Gaan onderzoek en praktijk samen?
Het laatste blok voor de pauze draaide om de samenwerking tussen onderzoek en praktijk.  ‘Als er geen aansluiting is op de praktijk, dan is zodra het onderzoek klaar is ook de preventieve aanpak weg’, stelde  Sietske Tamminga, senior onderzoeker NCvB, POH, Amsterdam UMC. Ze presenteerde een aantal recente onderzoeken waarin een duidelijke link is naar de praktijk. Zo haalde ze het onderzoek van Florentine de Boer aan waarin wordt gekeken of het mogelijk is om met biomarkers te kunnen vaststellen of er sprake is van allergisch of irritatief contacteczeem. Ook besprak ze het onderzoek van Lima Emal naar risicocommunicatie ter voorkoming van stressgerelateerde aandoeningen in de zorg en het promotieonderzoek van Felicia Los waarin zij een training ontwikkelde om bedrijfsartsen beter uit te rusten om het PAGO/PMO beter uit te voeren. ‘Het bleek dat een digitale training daarin effectief is. Maar we leerden hier ook dat je niet alleen aandacht moet besteden aan de bedrijfsarts maar ook aan de werkgever. Die moet je meekrijgen om iets van de grond te krijgen. 
Budorf vatte de boodschap uit de presentatie kernachtig samen: ‘Je kan als onderzoeker mooie dingen verzinnen maar de praktijk zit er vaak niet op te wachten of verandert halverwege van koers.

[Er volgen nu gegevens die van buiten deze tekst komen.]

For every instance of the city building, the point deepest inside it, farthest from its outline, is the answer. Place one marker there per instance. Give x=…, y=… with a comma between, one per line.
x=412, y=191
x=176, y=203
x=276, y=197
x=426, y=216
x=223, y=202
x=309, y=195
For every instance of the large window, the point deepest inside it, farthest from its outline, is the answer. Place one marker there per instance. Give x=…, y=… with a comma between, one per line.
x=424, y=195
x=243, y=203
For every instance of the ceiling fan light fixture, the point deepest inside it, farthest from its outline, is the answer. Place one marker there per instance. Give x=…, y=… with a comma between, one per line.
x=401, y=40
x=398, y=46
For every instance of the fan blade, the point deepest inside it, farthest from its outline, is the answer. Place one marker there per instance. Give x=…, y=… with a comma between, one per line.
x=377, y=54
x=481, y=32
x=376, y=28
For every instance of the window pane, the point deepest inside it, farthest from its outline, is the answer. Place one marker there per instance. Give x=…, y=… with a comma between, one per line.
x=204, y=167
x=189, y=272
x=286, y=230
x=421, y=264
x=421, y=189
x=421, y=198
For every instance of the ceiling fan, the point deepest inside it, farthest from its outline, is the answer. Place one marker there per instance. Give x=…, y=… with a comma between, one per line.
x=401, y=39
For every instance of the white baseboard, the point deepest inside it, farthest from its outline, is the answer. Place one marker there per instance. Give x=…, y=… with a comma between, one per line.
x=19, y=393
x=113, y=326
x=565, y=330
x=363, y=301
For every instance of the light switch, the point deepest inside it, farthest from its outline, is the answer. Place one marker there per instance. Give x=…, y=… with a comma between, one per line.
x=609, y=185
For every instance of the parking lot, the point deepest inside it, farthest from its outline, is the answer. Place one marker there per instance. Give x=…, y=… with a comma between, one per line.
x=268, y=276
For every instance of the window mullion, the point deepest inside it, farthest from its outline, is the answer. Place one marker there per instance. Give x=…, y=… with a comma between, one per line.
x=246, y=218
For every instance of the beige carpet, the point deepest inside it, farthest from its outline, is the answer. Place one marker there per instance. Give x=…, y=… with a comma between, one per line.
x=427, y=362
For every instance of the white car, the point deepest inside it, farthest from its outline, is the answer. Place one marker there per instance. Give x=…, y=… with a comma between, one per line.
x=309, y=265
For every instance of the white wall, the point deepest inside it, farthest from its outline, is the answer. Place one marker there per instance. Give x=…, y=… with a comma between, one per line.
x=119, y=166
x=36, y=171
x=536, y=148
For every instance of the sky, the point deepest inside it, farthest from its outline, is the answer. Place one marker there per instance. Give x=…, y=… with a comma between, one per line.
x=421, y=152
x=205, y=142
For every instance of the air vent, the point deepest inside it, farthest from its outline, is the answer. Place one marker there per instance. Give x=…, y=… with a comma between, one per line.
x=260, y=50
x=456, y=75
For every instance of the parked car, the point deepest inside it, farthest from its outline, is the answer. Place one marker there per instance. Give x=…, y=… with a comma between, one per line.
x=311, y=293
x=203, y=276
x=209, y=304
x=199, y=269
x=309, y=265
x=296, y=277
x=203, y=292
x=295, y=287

Hoe kunnen we die kloof dichten?’ 
‘Daarin zijn we niet zo goed’, stelde prof. dr. Allard van der Beek, hoofd afdeling Public and Occupational Health, Amsterdam UMC die aanschoof voor de paneldiscussie. ‘We moeten veel meer implementatieonderzoek doen. Hoe zorgen we dat iets daadwerkelijk landt. De kloof is de laatste decennia alleen maar groter geworden. Veel onderzoekers hebben geen notie van wat er in de praktijk gebeurt en andersom. Ik chargeer wellicht maar er is van beide kanten een wereld te winnen.’ 

Budorf sloot het blok af met een positieve kijk op de toekomst van preventie in wetenschap en praktijk. ‘Preventie is nu nog vaak het stiefkindje in  de hele gezondheidszorg. Ik heb mijn pijlen daarop gezet, daar moeten we in gaan investeren. We zouden daarbij zomaar  heel goed de wind in de zeilen kunnen krijgen. Overal zijn handen te kort. Dat betekent dat je nog zorgzamer met personeel om moet gaan.’ 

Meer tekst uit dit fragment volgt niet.